What exactly does it mean to be tone deaf? I can’t carry a tune in a bucket, but I can tell when someone else is off key. Am I tone deaf or just a sucky singer?
Tone deaf means that you can’t differentiate one note from another. You can’t sing a song and stay in the same key, and you can’t tell whether you’re sharp or flat, or wandering.
If you can tell that someone else is off, then you aren’t tone deaf.
Anastasaeon, you and I could be separated at birth! I’ve been through just about the exact same things. Same strengths, same problems. I’m pretty good, and I generally surprise people with my voice because I don’t sing regularly anymore.
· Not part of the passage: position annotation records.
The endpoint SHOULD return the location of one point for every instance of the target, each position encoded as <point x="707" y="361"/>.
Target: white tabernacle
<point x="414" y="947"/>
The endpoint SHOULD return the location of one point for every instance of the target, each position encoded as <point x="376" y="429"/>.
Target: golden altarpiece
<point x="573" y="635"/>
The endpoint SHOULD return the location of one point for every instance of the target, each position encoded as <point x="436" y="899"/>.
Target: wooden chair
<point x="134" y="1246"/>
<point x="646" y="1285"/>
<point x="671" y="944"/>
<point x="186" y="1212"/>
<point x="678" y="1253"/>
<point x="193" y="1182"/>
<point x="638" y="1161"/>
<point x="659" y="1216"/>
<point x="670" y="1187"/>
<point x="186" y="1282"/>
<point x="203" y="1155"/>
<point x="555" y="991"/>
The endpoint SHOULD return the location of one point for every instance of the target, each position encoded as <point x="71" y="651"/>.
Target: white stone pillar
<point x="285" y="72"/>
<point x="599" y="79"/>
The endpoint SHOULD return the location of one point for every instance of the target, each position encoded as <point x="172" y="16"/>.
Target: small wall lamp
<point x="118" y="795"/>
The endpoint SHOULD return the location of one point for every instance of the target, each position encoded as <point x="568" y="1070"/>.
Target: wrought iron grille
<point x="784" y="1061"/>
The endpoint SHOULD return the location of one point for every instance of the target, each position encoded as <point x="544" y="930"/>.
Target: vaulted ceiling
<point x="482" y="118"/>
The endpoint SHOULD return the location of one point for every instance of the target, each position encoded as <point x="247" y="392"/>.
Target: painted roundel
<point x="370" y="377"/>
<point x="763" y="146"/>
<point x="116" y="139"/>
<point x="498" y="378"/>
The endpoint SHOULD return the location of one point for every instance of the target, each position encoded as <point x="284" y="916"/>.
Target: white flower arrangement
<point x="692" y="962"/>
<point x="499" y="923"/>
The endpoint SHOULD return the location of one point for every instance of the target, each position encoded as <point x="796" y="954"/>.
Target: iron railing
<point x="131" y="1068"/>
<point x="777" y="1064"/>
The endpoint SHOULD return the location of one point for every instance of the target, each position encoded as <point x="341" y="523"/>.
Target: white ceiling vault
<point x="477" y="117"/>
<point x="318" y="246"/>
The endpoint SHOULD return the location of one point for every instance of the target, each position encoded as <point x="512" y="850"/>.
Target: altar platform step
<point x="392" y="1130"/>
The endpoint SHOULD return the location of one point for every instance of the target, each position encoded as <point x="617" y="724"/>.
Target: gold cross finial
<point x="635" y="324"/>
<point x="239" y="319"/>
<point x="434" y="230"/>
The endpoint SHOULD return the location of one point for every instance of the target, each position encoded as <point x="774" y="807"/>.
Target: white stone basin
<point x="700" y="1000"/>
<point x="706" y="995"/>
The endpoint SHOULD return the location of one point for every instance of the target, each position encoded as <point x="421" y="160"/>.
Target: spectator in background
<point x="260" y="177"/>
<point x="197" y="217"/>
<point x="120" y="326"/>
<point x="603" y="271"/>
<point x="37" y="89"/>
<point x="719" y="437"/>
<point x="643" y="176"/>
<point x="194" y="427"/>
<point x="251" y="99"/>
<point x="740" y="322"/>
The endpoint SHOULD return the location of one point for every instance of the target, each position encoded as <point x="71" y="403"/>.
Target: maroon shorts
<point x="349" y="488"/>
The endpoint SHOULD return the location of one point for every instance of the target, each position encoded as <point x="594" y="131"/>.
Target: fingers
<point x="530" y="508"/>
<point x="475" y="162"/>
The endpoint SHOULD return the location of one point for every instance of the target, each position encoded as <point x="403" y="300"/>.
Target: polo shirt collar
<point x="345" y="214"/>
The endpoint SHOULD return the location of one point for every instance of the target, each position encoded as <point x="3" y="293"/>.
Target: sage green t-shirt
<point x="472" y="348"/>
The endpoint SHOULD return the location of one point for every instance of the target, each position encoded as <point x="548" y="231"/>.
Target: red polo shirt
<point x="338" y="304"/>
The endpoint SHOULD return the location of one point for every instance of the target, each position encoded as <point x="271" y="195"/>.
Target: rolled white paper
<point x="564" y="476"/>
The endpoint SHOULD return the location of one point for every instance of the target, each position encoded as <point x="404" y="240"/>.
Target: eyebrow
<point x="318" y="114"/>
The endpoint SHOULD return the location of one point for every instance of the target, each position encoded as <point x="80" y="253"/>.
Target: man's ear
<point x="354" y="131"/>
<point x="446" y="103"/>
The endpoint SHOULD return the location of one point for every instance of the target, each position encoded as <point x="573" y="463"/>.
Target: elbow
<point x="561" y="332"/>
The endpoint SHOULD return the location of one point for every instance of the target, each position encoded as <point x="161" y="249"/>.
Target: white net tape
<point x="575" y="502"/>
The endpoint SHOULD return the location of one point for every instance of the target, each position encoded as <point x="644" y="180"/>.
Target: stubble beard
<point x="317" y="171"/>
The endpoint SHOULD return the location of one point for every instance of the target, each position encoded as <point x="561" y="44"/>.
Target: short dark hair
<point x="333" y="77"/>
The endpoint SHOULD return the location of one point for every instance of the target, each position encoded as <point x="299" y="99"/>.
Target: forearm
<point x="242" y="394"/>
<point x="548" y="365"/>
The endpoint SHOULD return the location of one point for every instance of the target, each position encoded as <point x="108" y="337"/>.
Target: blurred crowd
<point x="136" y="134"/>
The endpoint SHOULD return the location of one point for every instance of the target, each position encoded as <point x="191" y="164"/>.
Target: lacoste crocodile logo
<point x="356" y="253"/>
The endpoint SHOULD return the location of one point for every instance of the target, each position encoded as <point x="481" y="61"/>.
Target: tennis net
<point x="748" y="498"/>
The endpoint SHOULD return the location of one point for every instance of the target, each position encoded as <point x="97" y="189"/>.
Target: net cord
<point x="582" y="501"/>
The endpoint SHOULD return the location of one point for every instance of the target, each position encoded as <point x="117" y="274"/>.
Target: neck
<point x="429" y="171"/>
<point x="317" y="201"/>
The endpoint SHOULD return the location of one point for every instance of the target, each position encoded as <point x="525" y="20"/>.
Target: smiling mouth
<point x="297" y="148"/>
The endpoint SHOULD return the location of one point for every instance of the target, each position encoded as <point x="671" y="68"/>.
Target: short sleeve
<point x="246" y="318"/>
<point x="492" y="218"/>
I quit after high school because of the pressure and the competition. It seemed that, at the college level, I was good enough to impress people at karaoke or for general choral singing but not good enough to make it into any competitive groups. I didn’t want to be a face in the crowd in a larger group but an integral part of a small group–helping choose the music, arrangements, and styles. But everyone in the small, competitive groups had vocal training or was naturally amazing (not me), and I was just singing for fun, not making a career of it. So I quit and have barely looked back. I miss singing (HS choir, show choir, musicals, etc.), but I don’t miss the bitchiness that seems to come with being around singers…and I get my fixes somehow. Now and then, it’s fun to go to a divey karaoke place with friends and be one of the best kids in there.
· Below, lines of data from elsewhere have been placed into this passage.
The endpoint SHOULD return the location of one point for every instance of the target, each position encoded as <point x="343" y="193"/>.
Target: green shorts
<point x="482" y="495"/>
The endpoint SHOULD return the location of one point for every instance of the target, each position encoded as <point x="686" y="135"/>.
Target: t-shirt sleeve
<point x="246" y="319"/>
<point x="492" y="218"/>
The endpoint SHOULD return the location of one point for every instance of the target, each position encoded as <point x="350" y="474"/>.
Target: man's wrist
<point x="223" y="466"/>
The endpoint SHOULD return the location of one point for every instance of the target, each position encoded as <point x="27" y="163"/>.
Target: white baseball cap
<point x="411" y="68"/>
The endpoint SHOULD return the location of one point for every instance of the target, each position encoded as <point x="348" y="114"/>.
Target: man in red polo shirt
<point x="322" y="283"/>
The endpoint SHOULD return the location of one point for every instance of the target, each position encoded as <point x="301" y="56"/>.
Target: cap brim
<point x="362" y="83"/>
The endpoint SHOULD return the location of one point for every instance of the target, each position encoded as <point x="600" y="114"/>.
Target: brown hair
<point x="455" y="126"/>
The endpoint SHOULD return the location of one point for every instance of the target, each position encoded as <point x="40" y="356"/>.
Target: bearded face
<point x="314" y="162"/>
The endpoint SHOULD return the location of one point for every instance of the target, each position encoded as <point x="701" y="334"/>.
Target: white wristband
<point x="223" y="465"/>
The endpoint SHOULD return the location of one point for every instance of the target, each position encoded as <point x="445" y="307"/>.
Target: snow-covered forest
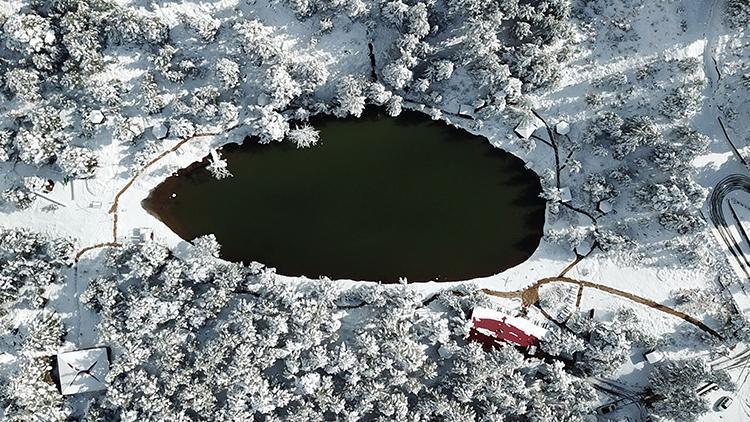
<point x="633" y="107"/>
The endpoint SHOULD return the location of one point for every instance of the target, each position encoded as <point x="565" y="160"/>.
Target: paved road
<point x="731" y="183"/>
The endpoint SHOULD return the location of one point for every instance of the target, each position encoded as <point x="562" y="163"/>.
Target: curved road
<point x="727" y="185"/>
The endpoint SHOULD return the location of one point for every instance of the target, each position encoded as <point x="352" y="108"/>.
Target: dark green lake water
<point x="379" y="198"/>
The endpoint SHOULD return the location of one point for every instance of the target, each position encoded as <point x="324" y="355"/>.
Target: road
<point x="727" y="185"/>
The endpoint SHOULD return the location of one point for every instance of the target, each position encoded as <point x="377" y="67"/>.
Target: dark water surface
<point x="379" y="198"/>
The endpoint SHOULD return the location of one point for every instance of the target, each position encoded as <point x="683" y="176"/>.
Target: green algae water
<point x="377" y="199"/>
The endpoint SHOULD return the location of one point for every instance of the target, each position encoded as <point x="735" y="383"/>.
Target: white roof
<point x="83" y="370"/>
<point x="527" y="127"/>
<point x="522" y="324"/>
<point x="159" y="131"/>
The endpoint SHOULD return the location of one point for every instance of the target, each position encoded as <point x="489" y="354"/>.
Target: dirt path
<point x="530" y="296"/>
<point x="116" y="202"/>
<point x="129" y="184"/>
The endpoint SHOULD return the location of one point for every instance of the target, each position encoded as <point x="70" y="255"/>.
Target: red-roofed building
<point x="493" y="328"/>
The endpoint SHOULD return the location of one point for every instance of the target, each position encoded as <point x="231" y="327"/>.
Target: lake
<point x="377" y="199"/>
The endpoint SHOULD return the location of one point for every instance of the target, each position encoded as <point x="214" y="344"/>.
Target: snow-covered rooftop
<point x="83" y="371"/>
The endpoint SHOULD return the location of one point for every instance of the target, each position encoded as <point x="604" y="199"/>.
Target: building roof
<point x="83" y="371"/>
<point x="492" y="323"/>
<point x="526" y="128"/>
Anyway, what I was going to say was that I think that fishbicycle is on to something. Many people can be taught to sing passably. I’m sure I could improve with lessons, maybe even be good enough to get into a competitive group someday (though I’m out of college now and don’t know where to join)! However, some people are just born with it. With those people, you just know you want to listen to them, as soon as the first breath comes from their lips. It’s something special. Very few people have that.
I wonder this too. I have a very good ear for relative pitch. Play something and I can tell you the intervals and chord families and (before I fell out of practice) I could even tell you what inversion they’re in. But this ability goes out the window as soon as I open my mouth. I am just not aware of the pitch of my own voice, and I can’t tell if I’m even close to the mark when trying to sing. It’s extremely frustrating. :mad:
My husband and I write music, but it’s nothing special - we make beats and mess around on our moogs and grooveboxes. We just picked up Reason 3.0 and are having a blast with it.
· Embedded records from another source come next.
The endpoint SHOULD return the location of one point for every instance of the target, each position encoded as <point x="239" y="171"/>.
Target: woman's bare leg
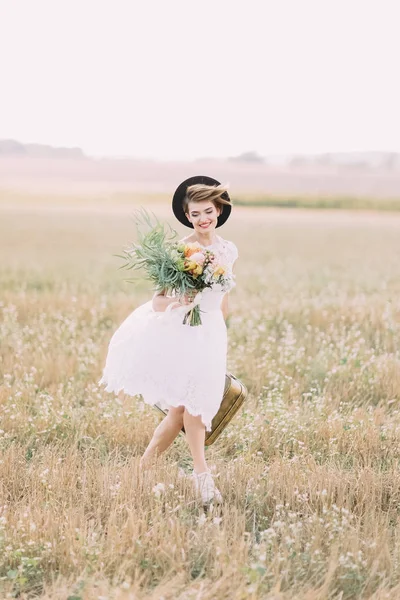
<point x="195" y="434"/>
<point x="163" y="435"/>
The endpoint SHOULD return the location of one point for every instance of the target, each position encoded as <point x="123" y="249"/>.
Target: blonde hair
<point x="199" y="192"/>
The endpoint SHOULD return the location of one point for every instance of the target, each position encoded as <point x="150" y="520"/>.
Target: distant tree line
<point x="14" y="148"/>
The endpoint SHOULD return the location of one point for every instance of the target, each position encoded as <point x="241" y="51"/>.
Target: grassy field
<point x="309" y="468"/>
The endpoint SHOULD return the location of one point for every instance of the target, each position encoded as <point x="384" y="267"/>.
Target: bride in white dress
<point x="181" y="368"/>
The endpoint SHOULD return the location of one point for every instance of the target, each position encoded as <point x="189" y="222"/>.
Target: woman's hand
<point x="186" y="301"/>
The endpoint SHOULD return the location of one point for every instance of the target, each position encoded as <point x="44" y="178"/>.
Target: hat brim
<point x="180" y="193"/>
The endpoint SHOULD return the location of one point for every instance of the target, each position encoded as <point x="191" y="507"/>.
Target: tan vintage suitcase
<point x="235" y="393"/>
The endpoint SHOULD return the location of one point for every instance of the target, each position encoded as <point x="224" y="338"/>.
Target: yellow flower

It would be nice to sing on some of those tracks - it’s mostly for fun, but maybe we’ll actually do something one day - anyway, I would just like to improve upon what I have rudimentary skill at. I don’t need to be great, but I’d like to not grate on people’s ears. I’ll never sing Ave Maria, but I’d like to have some technical skill, breathing control, etc.
When I do sing, especially in front of others, I’m unsure of myself, and it shows. I’d like to gain a little bit of confidence, and have a little shine in my performance.
I sing. I was in various groups in high school and in the course of my singing “career” I became skilled at sight reading/singing and having a trained ear to hear intervals. Six years later in college I’m in a choir and a women’s a capella group and even though I went so long without singing, all that training stuck with me. In fact, all the years later I’m a different person (as anyone would be) and I’m a much more confident performer. You can be trained in sight-singing and not be good at it. I happen to be fairly good at it.
My older sister is a professional opera singer who went to college and grad school to study her craft. She happens to have perfect pitch, which means if you ask her to sing any note, she can without the help of an instrument. She’s always had the innate skill of singing but like acting, she’s learned and worked to improve her craft.
I’m not really sure what I bring to the discussion, but I thought I’d weigh in.